9/21/2020
I remember practicing cartwheels in the grass with the girls at recess when I was in elementary school. Tie my hair back, tuck my shirt in, point my toe, and remember hand, hand, foot, foot as my body tried to cooperate with my brain. Other girls were showing off with one-handed cartwheels or a fancy round-off. I was still working on keeping my legs straight and my toes pointed.
Many years later, I had a baby girl. I envisioned myself driving her to gymnastic practices, making sure her costumes fit without being provocative, encouraging her while giving minor critiques, and taking a billion pictures for family memories. Imagine my excitement as my daughter started 1st grade this year and began her first real gymnastic class.

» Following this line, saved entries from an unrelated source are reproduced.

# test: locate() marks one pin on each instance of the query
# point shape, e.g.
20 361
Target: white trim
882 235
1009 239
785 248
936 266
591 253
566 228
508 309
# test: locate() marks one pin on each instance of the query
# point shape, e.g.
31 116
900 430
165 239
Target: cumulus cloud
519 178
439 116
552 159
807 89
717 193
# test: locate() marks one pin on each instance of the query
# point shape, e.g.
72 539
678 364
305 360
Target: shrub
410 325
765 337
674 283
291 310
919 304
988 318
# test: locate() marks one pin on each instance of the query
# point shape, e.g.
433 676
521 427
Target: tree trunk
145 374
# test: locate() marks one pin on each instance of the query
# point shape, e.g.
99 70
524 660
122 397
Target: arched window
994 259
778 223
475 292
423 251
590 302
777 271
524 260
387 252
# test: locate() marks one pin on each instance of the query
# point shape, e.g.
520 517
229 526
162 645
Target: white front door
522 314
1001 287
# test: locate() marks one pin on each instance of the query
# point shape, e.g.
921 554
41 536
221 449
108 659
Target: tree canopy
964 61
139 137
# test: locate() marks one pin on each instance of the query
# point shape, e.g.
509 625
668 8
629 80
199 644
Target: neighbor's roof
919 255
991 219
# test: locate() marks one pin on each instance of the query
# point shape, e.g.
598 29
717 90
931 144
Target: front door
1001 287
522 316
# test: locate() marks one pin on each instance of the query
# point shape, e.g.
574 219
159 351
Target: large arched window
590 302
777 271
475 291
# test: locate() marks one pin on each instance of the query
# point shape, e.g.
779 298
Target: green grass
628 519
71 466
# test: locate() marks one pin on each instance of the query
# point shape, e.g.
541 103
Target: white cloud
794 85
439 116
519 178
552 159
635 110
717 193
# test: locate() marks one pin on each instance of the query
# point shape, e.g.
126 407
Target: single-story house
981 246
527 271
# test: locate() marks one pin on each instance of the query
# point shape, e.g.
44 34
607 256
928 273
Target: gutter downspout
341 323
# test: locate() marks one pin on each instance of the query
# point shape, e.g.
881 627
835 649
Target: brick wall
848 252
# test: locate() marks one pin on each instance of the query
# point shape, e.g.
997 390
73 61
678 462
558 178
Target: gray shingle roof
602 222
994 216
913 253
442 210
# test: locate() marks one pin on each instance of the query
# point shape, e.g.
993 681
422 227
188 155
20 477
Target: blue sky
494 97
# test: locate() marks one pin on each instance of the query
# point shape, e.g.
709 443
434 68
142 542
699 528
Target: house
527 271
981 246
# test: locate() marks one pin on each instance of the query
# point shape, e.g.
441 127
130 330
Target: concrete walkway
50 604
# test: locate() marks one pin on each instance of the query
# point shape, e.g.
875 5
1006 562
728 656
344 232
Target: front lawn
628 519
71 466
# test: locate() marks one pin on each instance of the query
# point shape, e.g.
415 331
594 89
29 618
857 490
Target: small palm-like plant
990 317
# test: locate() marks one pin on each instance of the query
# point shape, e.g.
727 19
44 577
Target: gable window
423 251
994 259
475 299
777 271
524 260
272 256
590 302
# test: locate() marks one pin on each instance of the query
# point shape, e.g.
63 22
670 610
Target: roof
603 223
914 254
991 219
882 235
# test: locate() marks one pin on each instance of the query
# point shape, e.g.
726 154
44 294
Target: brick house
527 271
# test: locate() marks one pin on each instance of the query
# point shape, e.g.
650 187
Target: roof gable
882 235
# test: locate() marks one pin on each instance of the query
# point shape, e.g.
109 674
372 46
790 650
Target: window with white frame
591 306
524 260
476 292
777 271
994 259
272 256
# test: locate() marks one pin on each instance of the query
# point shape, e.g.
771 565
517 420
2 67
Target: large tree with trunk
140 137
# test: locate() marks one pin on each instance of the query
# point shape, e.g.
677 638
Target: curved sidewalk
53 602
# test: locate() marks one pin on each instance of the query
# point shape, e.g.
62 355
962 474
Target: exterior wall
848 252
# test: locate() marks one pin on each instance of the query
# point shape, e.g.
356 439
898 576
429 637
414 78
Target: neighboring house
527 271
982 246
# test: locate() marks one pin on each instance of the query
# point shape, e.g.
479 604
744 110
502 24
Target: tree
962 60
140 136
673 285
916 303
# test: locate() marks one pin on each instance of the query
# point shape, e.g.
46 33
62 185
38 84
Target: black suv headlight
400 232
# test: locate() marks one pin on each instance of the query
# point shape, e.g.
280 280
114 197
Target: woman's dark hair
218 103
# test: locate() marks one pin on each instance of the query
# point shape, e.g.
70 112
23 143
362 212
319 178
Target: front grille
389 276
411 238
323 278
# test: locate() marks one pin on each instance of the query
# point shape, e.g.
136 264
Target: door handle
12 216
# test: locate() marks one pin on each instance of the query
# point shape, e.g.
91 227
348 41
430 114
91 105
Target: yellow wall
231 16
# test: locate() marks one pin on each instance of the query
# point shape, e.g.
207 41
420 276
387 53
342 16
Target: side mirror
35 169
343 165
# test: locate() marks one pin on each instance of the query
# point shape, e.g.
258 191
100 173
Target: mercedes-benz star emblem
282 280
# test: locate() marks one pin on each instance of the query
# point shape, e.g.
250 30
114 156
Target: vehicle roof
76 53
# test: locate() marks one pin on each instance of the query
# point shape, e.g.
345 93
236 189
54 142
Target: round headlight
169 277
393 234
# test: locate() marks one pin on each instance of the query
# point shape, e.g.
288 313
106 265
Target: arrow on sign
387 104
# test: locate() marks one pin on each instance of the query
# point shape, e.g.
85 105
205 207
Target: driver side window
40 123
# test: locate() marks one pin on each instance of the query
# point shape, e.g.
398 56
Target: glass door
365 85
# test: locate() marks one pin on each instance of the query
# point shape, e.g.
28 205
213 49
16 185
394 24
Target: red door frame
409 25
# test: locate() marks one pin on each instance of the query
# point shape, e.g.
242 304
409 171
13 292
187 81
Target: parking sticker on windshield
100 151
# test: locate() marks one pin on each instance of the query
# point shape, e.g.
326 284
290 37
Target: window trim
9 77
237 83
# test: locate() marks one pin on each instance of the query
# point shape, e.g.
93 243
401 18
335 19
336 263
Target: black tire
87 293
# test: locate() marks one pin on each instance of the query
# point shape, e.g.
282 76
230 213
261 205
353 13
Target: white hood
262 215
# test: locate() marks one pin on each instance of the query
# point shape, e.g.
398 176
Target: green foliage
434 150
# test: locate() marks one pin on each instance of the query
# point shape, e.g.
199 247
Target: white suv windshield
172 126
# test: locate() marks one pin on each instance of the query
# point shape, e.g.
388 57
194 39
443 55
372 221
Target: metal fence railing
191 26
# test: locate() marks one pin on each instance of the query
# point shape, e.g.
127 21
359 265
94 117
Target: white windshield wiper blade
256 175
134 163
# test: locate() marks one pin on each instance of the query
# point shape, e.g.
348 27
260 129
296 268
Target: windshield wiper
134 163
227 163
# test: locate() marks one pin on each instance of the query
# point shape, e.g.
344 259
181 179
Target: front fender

Before her session began, my daughter practiced handstands and cartwheels. We bought her a couple cute leotards and put her long hair in a low tight braid. Finally, we went inside the building and saw spaces for floor routines, balance beams, trampolines, and bars. I knew she would have fun! I stayed inside with my mask on and took pictures like a good mommy...and of course shared them with my friends and family on social media.
The next week, we prepared the exact same way with leotard and fixed hair, but when we arrived there was a giant sign outside telling adults about the capacity limit on people allowed inside the building. My daughter is 6 years old, so I was not allowed to stay inside the building and enjoy watching her flip around. I went back out to my car. Should I go home? Should I wait here? Should I write an evil message on social media about the dumbness of Covid-19 not letting me be with my child after paying for her practices? Should I be grateful that at least some places are trying to keep me and my child safe and healthy? Uhhh...it’s too much!
I went back toward the main entrance and noticed there were several large windows with no blinds or curtains looking into the building’s large open room. From that view, I could watch my daughter learn and perform. We made eye contact and waved hello to each other while I watched the end of her practice.
I was a proud mom in that moment, and it makes me think about how God views me and my life. Maybe he is looking down on me and waving from heaven's window.
But wait…
That’s not how it goes.
Yes, God created us and watches us in a fatherly way, but there isn't a mandate keeping him away from me. In fact, it’s quite the opposite. Not only is God always with me, walking along beside me, but also he is within me as the Holy Spirit guiding my life and helping me with choices I’m making. That’s right, we Christians are filled with the power of God himself.
Seems like God (holy and perfect as He is) crazily wants to be with his people cheering us on and giving us strength with power only he possesses. That’s the kind of crazy I like. He’s not a creepy-crazy God watching us perform through a window and zapping people whenever they mess up on pointing their toes or slip off the balance beam. No...he’s a God who is with us...no matter what.
When my daughter smiles at me through the window after going through the motions of her back handspring, I think of God in that moment. She’s full of joy and peace in doing something she was made to do with God right there leading her and loving her.
“For I am sure that neither death nor life, nor angels nor rulers, nor things present nor things to come, nor powers, nor height nor depth, nor anything else in all creation, will be able to separate us from the love of God in Christ Jesus our Lord.”